In what Chancellor Jeremy Hunt branded his 'Back to Work Budget', he also announced that the lifetime allowance on pension savings would be abolished, meaning those with large amounts of money in their pension schemes would not have to pay extra taxes if they save beyond a certain threshold.
Mr Hunt also announced an increase to the Money Purchase Annual Allowance (MPAA) to further encourage over 50s to remain in the workplace. This means people are able to put more money into their pension plans each year without paying extra taxes.
It was thought that bringing forward the state pension age would act as a further incentive as part of the plan to get people to stay in work. But it appears ministers may have decided that this policy would be too unpopular.
Dean Butler, managing director for customer retail at Standard Life, explained how reports of a hike in the state pension age had caused anxiety.
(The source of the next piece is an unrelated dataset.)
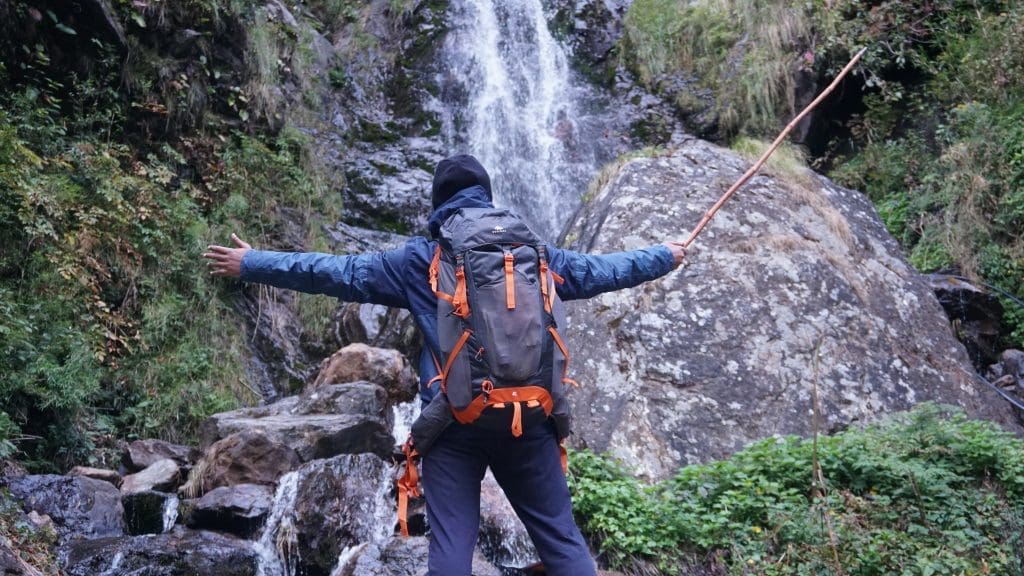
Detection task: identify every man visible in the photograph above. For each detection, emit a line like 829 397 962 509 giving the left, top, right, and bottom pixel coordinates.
204 155 685 576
He said: “The news that further increases to state pension age have been delayed will be met with a sigh of relief from those who would have been affected.
“When rumours of a planned increase were first reported in January it prompted thousands of people to go online with 110,000 searches for ‘retirement age’ recorded. This was an 82 percent rise on the same period last year, highlighting just how significant the issue is for many people.”
The retirement expert outlined the impact the policy would have had on many people. He added: “Those currently in their early fifties were the first that could have been impacted by the changes and these would have been particularly challenging for a number of groups.
“Those planning to start accessing their personal savings before for state pension age would have had to consider whether they would have stretched far enough to bridge the gap, while others would have faced an extended period in the workforce.”
Those already receiving the state pension will see a rise in their payments in the coming weeks, with a rise of 10.1% coming in April. The increase is due to the reinstatement of the triple lock, which keeps the state pension in line with whatever is highest out of inflation, average earnings growth and 2.5%.
Someone receiving the full new state pension will see their annual payments go above £10,000 as a result.